Sunday, December 29, 2024
Fifth Day of Christmas
Feast of the Holy Family of Jesus, Mary and Joseph
(click here to listen to or read today’s scriptures)
See what love
God sets a father in honor over his children, and a mother’s authority he confirms over her sons.
In his book of Chicago stories South of Cermak, Paul Teodo writes about a Polish family on Christmas Eve. Their basement flooded, and Uncle Stan dried it out, filling dozens of holes in the wall with putty, gunpowder and rebar. Invited by his sister he returned for the party on Christmas Eve (Wigila), dressed in clean work clothes, shy, nothing to fix, nothing to do but … well, as it turned out, fall in love.
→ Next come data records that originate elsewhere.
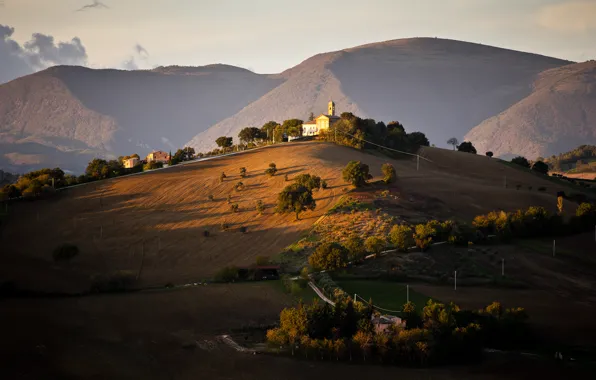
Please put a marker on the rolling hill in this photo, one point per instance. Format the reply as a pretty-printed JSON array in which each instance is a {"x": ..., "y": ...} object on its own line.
[
  {"x": 559, "y": 115},
  {"x": 65, "y": 115},
  {"x": 440, "y": 87}
]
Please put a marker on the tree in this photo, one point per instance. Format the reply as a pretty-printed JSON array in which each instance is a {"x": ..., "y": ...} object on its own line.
[
  {"x": 374, "y": 244},
  {"x": 295, "y": 198},
  {"x": 329, "y": 256},
  {"x": 355, "y": 173},
  {"x": 402, "y": 237},
  {"x": 224, "y": 142},
  {"x": 271, "y": 170},
  {"x": 418, "y": 138},
  {"x": 521, "y": 161},
  {"x": 389, "y": 174},
  {"x": 540, "y": 167},
  {"x": 309, "y": 181},
  {"x": 250, "y": 134},
  {"x": 267, "y": 130},
  {"x": 467, "y": 147}
]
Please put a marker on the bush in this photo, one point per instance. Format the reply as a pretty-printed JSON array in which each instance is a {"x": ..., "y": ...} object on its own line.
[
  {"x": 65, "y": 252},
  {"x": 262, "y": 260},
  {"x": 423, "y": 236},
  {"x": 271, "y": 170},
  {"x": 374, "y": 244},
  {"x": 329, "y": 256},
  {"x": 356, "y": 173},
  {"x": 227, "y": 274},
  {"x": 355, "y": 247},
  {"x": 402, "y": 237},
  {"x": 389, "y": 174}
]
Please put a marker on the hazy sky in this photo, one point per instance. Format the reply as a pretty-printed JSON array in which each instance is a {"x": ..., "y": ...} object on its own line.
[{"x": 270, "y": 36}]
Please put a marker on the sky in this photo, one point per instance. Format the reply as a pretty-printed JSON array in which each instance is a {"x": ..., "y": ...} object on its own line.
[{"x": 269, "y": 36}]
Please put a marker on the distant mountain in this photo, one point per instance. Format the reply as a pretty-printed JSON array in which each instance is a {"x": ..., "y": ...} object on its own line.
[
  {"x": 558, "y": 115},
  {"x": 66, "y": 115},
  {"x": 440, "y": 87}
]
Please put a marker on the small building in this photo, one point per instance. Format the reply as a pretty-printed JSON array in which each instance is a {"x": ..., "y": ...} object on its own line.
[
  {"x": 130, "y": 163},
  {"x": 383, "y": 322},
  {"x": 158, "y": 156},
  {"x": 321, "y": 122}
]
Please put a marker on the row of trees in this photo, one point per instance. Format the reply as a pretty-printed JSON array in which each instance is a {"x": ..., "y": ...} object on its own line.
[
  {"x": 438, "y": 334},
  {"x": 532, "y": 222}
]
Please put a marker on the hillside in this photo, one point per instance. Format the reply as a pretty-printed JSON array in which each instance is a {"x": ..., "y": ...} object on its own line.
[
  {"x": 158, "y": 219},
  {"x": 52, "y": 117},
  {"x": 559, "y": 115},
  {"x": 440, "y": 87}
]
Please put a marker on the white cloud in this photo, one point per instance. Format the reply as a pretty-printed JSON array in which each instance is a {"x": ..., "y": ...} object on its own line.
[{"x": 573, "y": 17}]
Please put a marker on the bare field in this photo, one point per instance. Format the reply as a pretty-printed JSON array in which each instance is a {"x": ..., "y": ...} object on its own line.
[{"x": 153, "y": 224}]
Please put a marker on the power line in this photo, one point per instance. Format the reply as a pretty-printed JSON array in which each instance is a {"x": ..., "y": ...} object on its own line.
[{"x": 381, "y": 146}]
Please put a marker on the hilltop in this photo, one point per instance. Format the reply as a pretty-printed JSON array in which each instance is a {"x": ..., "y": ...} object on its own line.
[
  {"x": 437, "y": 86},
  {"x": 66, "y": 115},
  {"x": 559, "y": 115}
]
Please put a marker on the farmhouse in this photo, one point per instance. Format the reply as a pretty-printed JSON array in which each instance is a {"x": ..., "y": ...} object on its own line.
[
  {"x": 130, "y": 162},
  {"x": 321, "y": 122},
  {"x": 158, "y": 156},
  {"x": 383, "y": 322}
]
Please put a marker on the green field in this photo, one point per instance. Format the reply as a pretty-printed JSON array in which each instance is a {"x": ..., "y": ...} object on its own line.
[{"x": 385, "y": 294}]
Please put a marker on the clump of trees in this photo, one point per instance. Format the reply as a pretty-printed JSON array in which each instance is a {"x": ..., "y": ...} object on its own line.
[
  {"x": 295, "y": 198},
  {"x": 389, "y": 174},
  {"x": 437, "y": 334},
  {"x": 356, "y": 173},
  {"x": 271, "y": 170}
]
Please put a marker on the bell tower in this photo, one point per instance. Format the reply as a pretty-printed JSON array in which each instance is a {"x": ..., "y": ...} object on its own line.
[{"x": 331, "y": 108}]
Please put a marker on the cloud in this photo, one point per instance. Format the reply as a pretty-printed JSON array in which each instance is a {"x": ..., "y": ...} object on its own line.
[
  {"x": 578, "y": 16},
  {"x": 95, "y": 5},
  {"x": 36, "y": 54}
]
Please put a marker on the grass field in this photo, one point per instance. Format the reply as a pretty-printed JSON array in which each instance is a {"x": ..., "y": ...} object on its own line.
[{"x": 386, "y": 294}]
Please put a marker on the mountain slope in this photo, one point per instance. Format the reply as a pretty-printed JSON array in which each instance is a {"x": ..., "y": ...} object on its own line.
[
  {"x": 559, "y": 115},
  {"x": 114, "y": 112},
  {"x": 440, "y": 87}
]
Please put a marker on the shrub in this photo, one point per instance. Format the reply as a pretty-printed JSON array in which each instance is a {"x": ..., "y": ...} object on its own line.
[
  {"x": 355, "y": 247},
  {"x": 260, "y": 207},
  {"x": 423, "y": 234},
  {"x": 467, "y": 147},
  {"x": 309, "y": 181},
  {"x": 356, "y": 173},
  {"x": 521, "y": 161},
  {"x": 374, "y": 244},
  {"x": 329, "y": 256},
  {"x": 389, "y": 174},
  {"x": 227, "y": 274},
  {"x": 262, "y": 260},
  {"x": 402, "y": 237},
  {"x": 271, "y": 170},
  {"x": 295, "y": 198},
  {"x": 65, "y": 252}
]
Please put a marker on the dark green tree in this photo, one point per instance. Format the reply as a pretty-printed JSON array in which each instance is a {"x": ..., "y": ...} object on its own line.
[
  {"x": 467, "y": 147},
  {"x": 521, "y": 161},
  {"x": 295, "y": 198},
  {"x": 356, "y": 173}
]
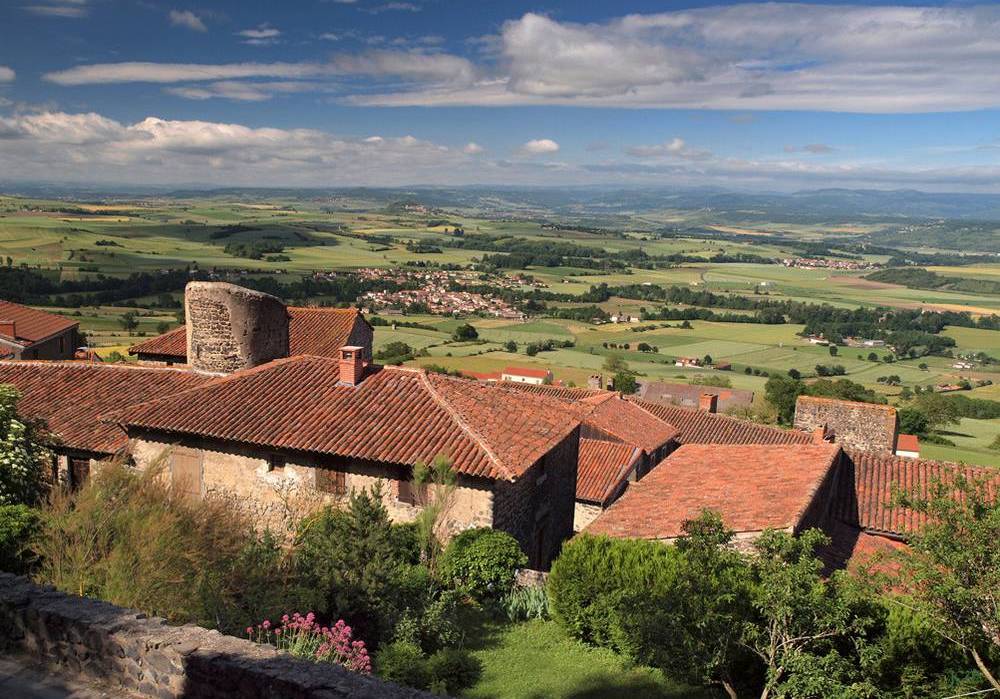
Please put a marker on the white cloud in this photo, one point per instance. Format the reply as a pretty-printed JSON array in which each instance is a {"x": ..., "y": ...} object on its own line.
[
  {"x": 674, "y": 148},
  {"x": 771, "y": 56},
  {"x": 539, "y": 146},
  {"x": 187, "y": 19},
  {"x": 72, "y": 9},
  {"x": 102, "y": 73},
  {"x": 262, "y": 35}
]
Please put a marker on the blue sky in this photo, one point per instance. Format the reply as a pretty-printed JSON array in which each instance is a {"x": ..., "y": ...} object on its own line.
[{"x": 383, "y": 92}]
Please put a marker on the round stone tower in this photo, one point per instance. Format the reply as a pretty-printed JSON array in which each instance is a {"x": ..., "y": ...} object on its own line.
[{"x": 230, "y": 327}]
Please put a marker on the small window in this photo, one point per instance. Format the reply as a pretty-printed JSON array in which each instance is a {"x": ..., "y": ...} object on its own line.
[{"x": 331, "y": 481}]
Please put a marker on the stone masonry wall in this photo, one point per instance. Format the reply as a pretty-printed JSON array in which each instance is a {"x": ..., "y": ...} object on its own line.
[
  {"x": 232, "y": 328},
  {"x": 863, "y": 426},
  {"x": 146, "y": 656}
]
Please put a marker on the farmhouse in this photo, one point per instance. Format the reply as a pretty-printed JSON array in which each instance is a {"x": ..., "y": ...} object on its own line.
[{"x": 27, "y": 333}]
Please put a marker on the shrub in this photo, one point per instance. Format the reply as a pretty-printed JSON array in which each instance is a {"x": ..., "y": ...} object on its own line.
[
  {"x": 452, "y": 670},
  {"x": 18, "y": 525},
  {"x": 403, "y": 662},
  {"x": 303, "y": 637},
  {"x": 127, "y": 538},
  {"x": 593, "y": 581},
  {"x": 524, "y": 603},
  {"x": 482, "y": 562}
]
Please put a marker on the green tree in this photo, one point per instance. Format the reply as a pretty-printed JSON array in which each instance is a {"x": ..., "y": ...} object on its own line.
[
  {"x": 464, "y": 333},
  {"x": 782, "y": 392},
  {"x": 952, "y": 567},
  {"x": 22, "y": 455}
]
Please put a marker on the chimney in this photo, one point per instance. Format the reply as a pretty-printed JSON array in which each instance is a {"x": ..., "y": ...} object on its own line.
[
  {"x": 352, "y": 365},
  {"x": 708, "y": 402}
]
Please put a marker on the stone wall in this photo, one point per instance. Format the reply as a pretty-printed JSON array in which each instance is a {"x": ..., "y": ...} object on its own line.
[
  {"x": 274, "y": 496},
  {"x": 863, "y": 426},
  {"x": 231, "y": 328},
  {"x": 127, "y": 649}
]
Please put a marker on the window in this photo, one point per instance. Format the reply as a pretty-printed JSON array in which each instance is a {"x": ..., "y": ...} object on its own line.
[
  {"x": 186, "y": 472},
  {"x": 331, "y": 481}
]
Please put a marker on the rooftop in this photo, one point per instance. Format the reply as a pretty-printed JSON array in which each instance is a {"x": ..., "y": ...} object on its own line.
[
  {"x": 753, "y": 487},
  {"x": 71, "y": 396},
  {"x": 396, "y": 415},
  {"x": 31, "y": 325}
]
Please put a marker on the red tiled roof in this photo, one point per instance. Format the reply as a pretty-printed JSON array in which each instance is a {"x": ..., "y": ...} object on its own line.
[
  {"x": 869, "y": 480},
  {"x": 526, "y": 371},
  {"x": 31, "y": 325},
  {"x": 701, "y": 427},
  {"x": 907, "y": 442},
  {"x": 317, "y": 331},
  {"x": 753, "y": 487},
  {"x": 601, "y": 467},
  {"x": 396, "y": 415},
  {"x": 71, "y": 396}
]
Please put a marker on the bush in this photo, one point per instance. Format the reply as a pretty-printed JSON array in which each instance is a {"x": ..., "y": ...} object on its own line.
[
  {"x": 452, "y": 670},
  {"x": 404, "y": 663},
  {"x": 594, "y": 579},
  {"x": 18, "y": 525},
  {"x": 482, "y": 562},
  {"x": 524, "y": 603},
  {"x": 129, "y": 539}
]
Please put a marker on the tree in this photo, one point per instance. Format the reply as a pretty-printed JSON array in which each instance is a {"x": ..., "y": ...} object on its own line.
[
  {"x": 952, "y": 568},
  {"x": 800, "y": 614},
  {"x": 782, "y": 392},
  {"x": 22, "y": 455},
  {"x": 464, "y": 333}
]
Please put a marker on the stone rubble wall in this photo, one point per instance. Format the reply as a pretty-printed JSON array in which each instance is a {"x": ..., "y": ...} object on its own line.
[{"x": 146, "y": 656}]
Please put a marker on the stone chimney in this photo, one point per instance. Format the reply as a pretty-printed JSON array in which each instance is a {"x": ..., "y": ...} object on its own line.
[
  {"x": 352, "y": 365},
  {"x": 230, "y": 327}
]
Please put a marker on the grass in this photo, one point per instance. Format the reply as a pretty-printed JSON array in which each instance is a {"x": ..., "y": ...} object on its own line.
[{"x": 537, "y": 659}]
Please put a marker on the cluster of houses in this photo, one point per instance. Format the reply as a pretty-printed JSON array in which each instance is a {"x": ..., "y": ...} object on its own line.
[{"x": 259, "y": 400}]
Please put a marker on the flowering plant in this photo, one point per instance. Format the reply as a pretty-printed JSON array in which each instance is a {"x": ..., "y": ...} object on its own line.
[{"x": 303, "y": 637}]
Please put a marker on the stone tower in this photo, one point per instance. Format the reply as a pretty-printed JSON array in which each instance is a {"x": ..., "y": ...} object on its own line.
[{"x": 230, "y": 327}]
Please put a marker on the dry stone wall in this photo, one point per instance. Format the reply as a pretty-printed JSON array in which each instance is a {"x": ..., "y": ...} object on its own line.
[{"x": 148, "y": 657}]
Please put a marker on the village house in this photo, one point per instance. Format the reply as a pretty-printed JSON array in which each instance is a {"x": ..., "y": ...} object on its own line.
[{"x": 27, "y": 333}]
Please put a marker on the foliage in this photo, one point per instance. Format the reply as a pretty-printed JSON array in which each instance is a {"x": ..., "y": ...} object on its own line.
[
  {"x": 953, "y": 566},
  {"x": 22, "y": 456},
  {"x": 304, "y": 637},
  {"x": 524, "y": 603},
  {"x": 18, "y": 526},
  {"x": 482, "y": 562},
  {"x": 129, "y": 539}
]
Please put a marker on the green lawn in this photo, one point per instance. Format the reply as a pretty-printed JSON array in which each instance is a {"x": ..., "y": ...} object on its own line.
[{"x": 537, "y": 660}]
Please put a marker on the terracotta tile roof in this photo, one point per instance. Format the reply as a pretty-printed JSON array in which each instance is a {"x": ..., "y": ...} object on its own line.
[
  {"x": 396, "y": 415},
  {"x": 169, "y": 344},
  {"x": 71, "y": 396},
  {"x": 601, "y": 468},
  {"x": 526, "y": 371},
  {"x": 866, "y": 488},
  {"x": 753, "y": 487},
  {"x": 316, "y": 331},
  {"x": 31, "y": 325},
  {"x": 701, "y": 427}
]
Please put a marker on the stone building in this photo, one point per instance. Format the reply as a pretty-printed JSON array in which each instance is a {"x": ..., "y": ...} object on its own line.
[
  {"x": 863, "y": 426},
  {"x": 317, "y": 331},
  {"x": 27, "y": 333}
]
Stan won’t live long perhaps; he has lung cancer. He has trouble getting his breath. But he can’t stop looking at Alicja, a small woman wearing a red babushka, and she can’t stop looking at him. In the dry basement Big Joe’s Happy Polka music empties the kitchen upstairs and every woman grabs a man. A young girl not quite four feet tall stands alone at the bottom of the stairs. Stan spoke to her.
“You want dance?” She backed away as from a bear about to attack. Stan extended his calloused hand.  “Do you know how to dance?” she asked timidly.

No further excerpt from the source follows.